PHOTO: Honduras army soldiers secure the area outside of the National Congress in the capital city of Tegucigalpa, Honduras, Tuesday Dec. 11, 2012.

The Honduran Congress approved a measure to immediately dismiss four of the country's Supreme Court judges, with a 91-37 vote that occurred at 4 a.m. on Wednesday. The vote was inspired by members of the country's conservative National Party and is being called an illegal "technical coup" by local partisan newspapers.

The dismissal of the judges was prompted by their votes on a law proposed by the National Party in late November. At the time, the four now-dismissed court members (José Antonio Gutiérrez Navas, Gustavo Enrique Bustillo Palma, Rosalinda Cruz Sequeira and José Francisco Ruiz Gaekel) voted that a police reform law was unconstitutional because they said it violated police officers' due-process rights. After their ruling, which was denounced by President Porfirio Lobo of the National Party, the Congress formed a commission to investigate the four Supreme Court judges. Lobo accused the judges of being puppets of the business elites in the country, and the commission, formed on Monday evening, took less than 24 hours to release a report which ordered their removal.

"The conduct of judges endangers public safety and is contrary to the interests of the state," Rep. Jeffrey Flores, who sponsored the motion to dismiss the four judges, told the Associated Press in Spanish.

On Wednesday morning, approximately 50 policemen and 25 soldiers surrounded the capital building, reportedly to ensure the safety of the members of congress. But, the Vice President of the national congress told the Associated Press that they had not order the troops.

Two of Honduras' largest newspapers, La Prensa and El Heraldo, maintain that Wednesday morning's vote a "technical coup" because it took power away from the country's judiciary body. But, last week, President Lobo warned that the two newspapers were plotting a coup of their own against him. The owner of both papers, Jorge Canahuati denied these claims, and said that Lobo was "endangering freedom of expression."

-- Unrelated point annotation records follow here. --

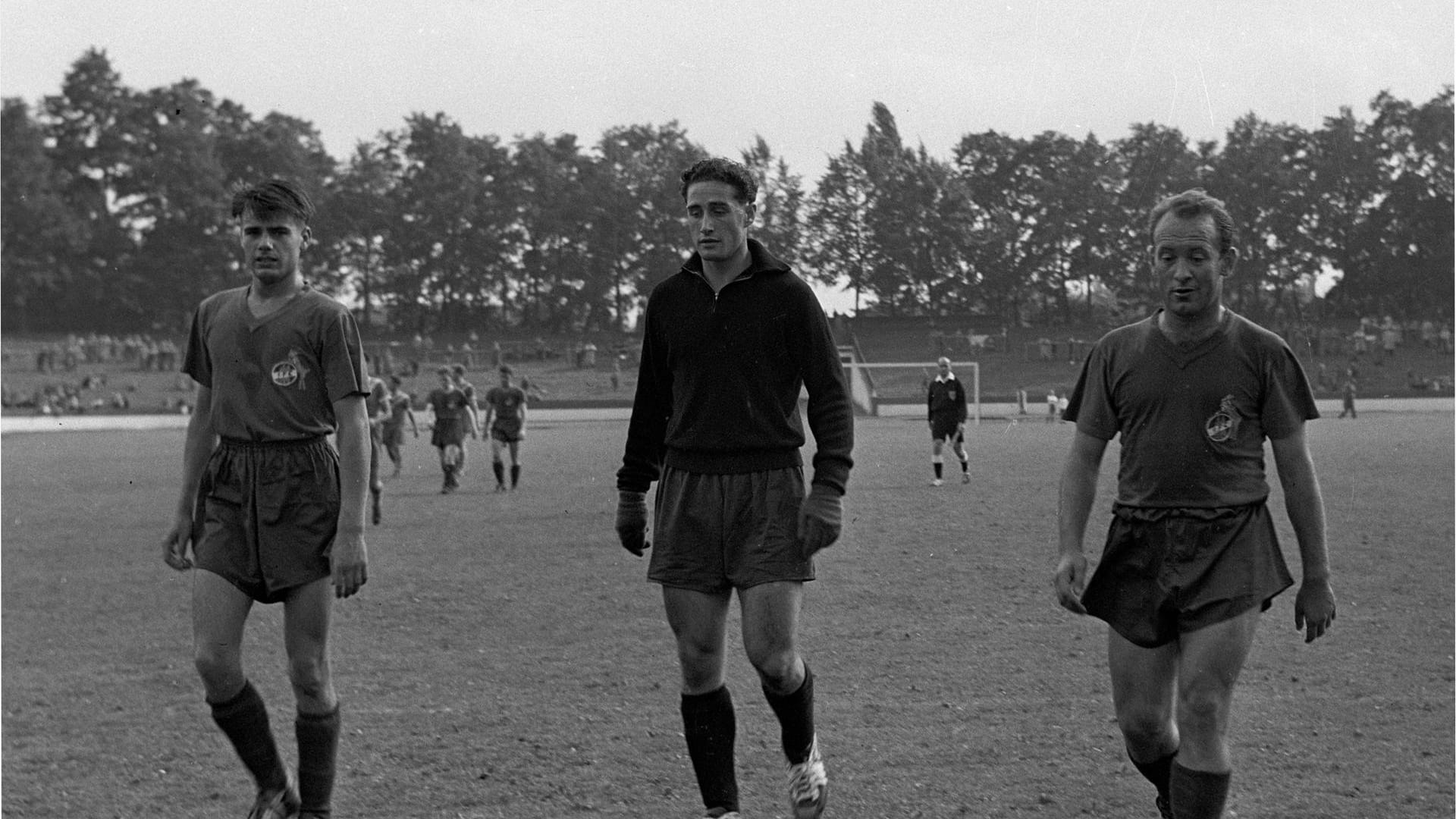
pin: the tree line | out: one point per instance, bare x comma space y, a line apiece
114, 215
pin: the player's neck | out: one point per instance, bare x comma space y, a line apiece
720, 273
267, 297
1190, 330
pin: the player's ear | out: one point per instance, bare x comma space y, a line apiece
1226, 261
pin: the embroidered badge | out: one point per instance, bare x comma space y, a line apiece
1225, 423
290, 372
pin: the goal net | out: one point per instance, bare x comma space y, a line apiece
900, 388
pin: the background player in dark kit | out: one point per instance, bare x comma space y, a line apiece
280, 366
946, 411
730, 343
472, 416
506, 420
449, 407
1191, 556
400, 411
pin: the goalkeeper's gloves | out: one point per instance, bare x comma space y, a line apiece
632, 521
819, 519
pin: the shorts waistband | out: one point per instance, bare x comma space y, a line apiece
290, 444
1153, 513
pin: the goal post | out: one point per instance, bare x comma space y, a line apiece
899, 388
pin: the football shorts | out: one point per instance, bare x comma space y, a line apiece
720, 532
1166, 572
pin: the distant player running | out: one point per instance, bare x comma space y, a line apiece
506, 419
449, 407
946, 406
280, 512
400, 409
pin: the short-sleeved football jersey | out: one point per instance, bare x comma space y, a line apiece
446, 403
278, 376
507, 401
1193, 422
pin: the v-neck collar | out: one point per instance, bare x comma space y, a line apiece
255, 321
1187, 354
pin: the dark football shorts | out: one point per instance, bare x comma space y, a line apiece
268, 515
1168, 572
944, 426
720, 532
447, 431
507, 430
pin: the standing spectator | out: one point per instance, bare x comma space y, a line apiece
1347, 395
1389, 338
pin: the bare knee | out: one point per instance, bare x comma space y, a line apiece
1145, 725
309, 675
1203, 710
702, 664
221, 672
780, 670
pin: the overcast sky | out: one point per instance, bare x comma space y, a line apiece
800, 74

In 2009, a coup-d'etat occurred when the democratically-elected President Manuel Zelaya, a member of the Liberal Party, was deposed, The event took place shortly after he rejected a ruling by the Supreme Court to cancel a referendum on his plan to rewrite the constitution which he promised would give a voice the country's poor. Zelaya, who expressed support for President Lobo on Friday, was taken from his house by the military during the coup-d'etat three years ago and left in his pajamas on a tarmac in Costa Rica.

"They took off, and there I was. The democratically elected president of Honduras, standing in my pajamas in the middle of a runway in Costa Rica," Zelaya said to NPR earlier this year. "I said to myself, 'So this is that great new future everyone is talking about for Latin America?'"

While Honduras' leaders squabble, its citizenry continues to suffer. About the size of the state of Louisiana, Honduras is categorized by the U.N. as the most dangerous place on earth due in large to violence associated with the drug trade. Corruption is rampant in the nation's police force and political bodies, and about 60 percent of the nation's populace lives below the poverty line.